Vinnie’s dad pulls into ShowTown’s 40 screen theater’s parking lot. His dad glances at the digital time display on the car’s dashboard, 1:45. He winces, “I can’t do this, Vinnie. I’m going to drop you off at Saint Peter’s. Rehearsal is from 2 until 3. I’m going to do some Christmas shopping for Mom. I know exactly what she wants.”
“Dad, Dad, you promised to go to the movie with me,” pleads Vinnie.
“I didn’t promise. I said we’d go,” says Vinnie’s dad.
“That’s the same thing, Dad. I always believe everything you say. I never doubt you for a second. You’re the best dad in the whole world. I was thinking of getting you a t-shirt that says, “World’s #1 Dad. But, you’re better than that. Now, I have to think of something else,” says Vinnie.
Vinnie’s dad suppresses a chuckle, “I’ll have to find out a way to go on living without the t-shirt. Listen up, no monkey business at church. You listen to Sister Janet. Whatever role she gives you to play, you do your part. Give me your word.”
“Awe, Dad, not my word’s word,” begs Vinnie.
“Yes, give me your word’s word and while you give me your word’s word hold out your hands so I can see your fingers and toes crossed do not count if you’re wearing shoes,” says his Dad.
“Darn it, I give you my word’s word,” says Vinnie looking cross-eyed at his dad.
“That’s more like it,” says his dad fist bumping Vinnie. His dad adds, “What are you smiling about? I thought you didn’t want to go.”
“You made the right decision, Dad. Tell me you’re not going to the appliance store to buy Mom’s Christmas present, right?” says Vinnie.
Vinnie’s dad keeping one eye on the street as he drives, half twists his head to look at Vinnie, “How did you know?”
“Dad, bad move. It’s like the chocolates you bought her. She only ate three and tossed the rest away. You really don’t understand women, do you?” says Vinnie.
“And, you understand women?” laughs his dad.
“You can’t trust them, Dad. They’ll snitch on you. They’ll treat you unfairly and put you in time out for no reason. They’ll make you dress up in stupid costumes and pretend you’re an animal. Guys do not do these things to each other.”

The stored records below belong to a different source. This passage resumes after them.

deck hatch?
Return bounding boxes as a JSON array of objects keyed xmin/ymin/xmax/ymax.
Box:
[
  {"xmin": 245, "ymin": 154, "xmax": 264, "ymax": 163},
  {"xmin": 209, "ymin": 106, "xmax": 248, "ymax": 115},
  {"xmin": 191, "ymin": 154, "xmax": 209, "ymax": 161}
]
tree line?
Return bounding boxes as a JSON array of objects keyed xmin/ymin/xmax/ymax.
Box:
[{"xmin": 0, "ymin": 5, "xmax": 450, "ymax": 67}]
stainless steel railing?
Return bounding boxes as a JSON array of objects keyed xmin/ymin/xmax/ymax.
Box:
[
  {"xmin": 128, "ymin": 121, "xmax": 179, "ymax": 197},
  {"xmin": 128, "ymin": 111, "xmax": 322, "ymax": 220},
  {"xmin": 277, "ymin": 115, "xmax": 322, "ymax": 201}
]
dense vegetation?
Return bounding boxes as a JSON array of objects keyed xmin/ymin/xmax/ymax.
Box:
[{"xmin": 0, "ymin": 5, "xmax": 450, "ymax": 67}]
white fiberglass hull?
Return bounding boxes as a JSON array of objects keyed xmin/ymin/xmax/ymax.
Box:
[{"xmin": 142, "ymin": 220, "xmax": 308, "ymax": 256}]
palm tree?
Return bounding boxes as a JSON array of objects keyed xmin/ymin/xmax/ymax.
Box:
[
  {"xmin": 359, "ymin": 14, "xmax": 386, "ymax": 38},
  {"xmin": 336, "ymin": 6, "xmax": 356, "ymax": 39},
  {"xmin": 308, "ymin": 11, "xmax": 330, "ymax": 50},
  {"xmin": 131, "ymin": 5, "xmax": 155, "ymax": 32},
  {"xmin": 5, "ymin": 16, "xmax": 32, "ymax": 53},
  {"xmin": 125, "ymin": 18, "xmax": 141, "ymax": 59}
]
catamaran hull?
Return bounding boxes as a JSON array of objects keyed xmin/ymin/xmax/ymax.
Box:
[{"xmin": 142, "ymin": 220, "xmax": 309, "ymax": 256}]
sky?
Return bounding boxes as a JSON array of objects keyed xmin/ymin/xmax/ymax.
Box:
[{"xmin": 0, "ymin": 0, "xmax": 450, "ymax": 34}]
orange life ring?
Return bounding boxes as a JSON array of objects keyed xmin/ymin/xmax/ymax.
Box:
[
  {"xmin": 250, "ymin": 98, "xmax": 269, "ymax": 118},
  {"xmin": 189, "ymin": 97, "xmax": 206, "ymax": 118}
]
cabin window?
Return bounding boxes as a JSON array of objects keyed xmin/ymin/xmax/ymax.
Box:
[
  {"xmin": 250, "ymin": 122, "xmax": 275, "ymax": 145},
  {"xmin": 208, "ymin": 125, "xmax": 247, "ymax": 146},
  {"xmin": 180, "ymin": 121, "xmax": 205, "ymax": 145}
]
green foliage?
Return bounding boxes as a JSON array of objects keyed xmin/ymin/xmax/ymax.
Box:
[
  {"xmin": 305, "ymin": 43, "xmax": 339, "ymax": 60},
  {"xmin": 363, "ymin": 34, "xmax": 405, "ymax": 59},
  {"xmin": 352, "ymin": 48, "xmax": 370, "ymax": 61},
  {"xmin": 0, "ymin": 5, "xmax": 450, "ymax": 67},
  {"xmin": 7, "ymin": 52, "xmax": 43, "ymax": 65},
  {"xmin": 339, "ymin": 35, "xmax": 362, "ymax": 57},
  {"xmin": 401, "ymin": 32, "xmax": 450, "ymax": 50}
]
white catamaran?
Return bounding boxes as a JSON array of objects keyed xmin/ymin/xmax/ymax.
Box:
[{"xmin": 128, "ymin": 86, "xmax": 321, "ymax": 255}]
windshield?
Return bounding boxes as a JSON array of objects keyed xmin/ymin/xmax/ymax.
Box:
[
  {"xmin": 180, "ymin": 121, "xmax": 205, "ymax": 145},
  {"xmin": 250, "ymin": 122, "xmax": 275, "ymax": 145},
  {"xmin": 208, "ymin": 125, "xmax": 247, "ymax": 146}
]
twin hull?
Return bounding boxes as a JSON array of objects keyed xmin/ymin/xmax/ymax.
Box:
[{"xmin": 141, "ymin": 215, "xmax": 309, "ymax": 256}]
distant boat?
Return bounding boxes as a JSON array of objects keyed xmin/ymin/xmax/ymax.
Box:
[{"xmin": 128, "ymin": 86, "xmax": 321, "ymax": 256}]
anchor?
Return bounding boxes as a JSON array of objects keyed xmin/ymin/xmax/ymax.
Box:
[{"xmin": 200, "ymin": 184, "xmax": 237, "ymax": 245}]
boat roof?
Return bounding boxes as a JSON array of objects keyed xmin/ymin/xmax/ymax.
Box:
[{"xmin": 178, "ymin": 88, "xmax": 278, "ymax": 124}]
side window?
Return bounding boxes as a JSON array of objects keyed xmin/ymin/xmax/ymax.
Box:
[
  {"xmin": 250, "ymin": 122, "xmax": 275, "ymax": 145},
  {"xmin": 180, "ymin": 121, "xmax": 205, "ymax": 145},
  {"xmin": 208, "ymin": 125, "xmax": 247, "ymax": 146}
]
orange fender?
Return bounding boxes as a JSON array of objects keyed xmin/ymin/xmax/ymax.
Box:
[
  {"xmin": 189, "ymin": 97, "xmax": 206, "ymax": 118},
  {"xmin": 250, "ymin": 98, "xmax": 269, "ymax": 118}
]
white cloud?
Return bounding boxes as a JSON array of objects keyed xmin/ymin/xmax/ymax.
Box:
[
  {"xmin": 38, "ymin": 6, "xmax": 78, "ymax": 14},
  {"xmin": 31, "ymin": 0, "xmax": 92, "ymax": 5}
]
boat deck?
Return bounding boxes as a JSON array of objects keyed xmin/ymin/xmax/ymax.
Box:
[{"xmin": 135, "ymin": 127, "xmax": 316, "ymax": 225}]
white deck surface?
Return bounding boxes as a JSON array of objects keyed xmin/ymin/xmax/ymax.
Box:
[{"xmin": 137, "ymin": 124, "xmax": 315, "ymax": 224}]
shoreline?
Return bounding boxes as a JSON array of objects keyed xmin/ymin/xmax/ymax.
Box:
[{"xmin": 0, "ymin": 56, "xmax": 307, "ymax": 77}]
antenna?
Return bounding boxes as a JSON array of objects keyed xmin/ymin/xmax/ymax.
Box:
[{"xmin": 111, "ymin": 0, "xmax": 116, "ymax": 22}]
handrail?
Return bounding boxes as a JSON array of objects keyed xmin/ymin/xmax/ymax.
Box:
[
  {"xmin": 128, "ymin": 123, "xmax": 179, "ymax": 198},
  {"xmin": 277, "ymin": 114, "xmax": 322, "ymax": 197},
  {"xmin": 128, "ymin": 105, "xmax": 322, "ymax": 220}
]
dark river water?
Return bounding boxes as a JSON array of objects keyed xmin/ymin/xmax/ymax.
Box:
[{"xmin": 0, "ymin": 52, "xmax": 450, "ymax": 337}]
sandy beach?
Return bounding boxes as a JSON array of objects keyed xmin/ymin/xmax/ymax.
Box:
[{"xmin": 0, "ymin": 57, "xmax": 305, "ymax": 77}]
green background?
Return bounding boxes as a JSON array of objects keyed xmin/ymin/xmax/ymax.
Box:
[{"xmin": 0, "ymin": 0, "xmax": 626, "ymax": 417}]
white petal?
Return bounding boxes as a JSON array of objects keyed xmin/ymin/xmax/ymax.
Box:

“You have a point, Vinnie. Women have other good qualities that make up for the bad points,” says Vinnie’s dad.
“Like what, Dad?”
“Look, there’s an inflatable Santa,” says Vinnie’s dad pointing out the front window toward Vinnie’s side of the car hoping he can distract Vinnie.
Vinnie mind changes faster than Dexter snagging food that falls off the table. Vinnie says, “That’s cool, Dad. When do I get to talk to Santa? I don’t want to wait until the last minute. If we wait too long, Santa’s going to be tired and he probably won’t have any of the good stuff left to bring me. Can we go now? Sister Janet will understand. Huh, Dad?”
Vinnie’s dad shakes his head. He says, “You never quit, do you, son?”
“You always tell me, to never quit, never give up. Santa knows I don’t quit, right, Dad?” asks Vinnie.
“I’m sure he does. Here we are. They’re putting up the framework for the manager scene. There’s Sister Janet. Who’s the girl standing next to her?” asks his dad.
Vinnie stares out the window. He ducks down, “Take me home, Dad. I am not going. Mom didn’t tell me she’d be here.”
“Who is she, Vinnie?” asks his dad.
“It’s Sara Johnson. She hates me. She’ll probably tell Sister Janet a lot of lies about me and what happens in school. Sister Janet will believe her because they’re both girls. Then Sister Janet will probably make me a cow instead of a sheep. I didn’t thinks this day could get any worse, Dad. Now, it has. Please turn around.”
Vinnie’s Dad parks the car. He opens his door. He waves to Sister Janet, “Hi Sister. Hope we’re not late.”
Vinnie opens the door and gets out. He turns to his dad and says, “You’re going to have to do something good to make up for this one, Dad. Santa sees everything.”
“How about the three of us going to Cerelli’s for pizza tonight?” says his dad.
“Sounds good. See you at three, Dad,” says Vinnie. He turns toward Sister Janet and runs over. “Hi Sister Janet. Can I be the sheep this year?”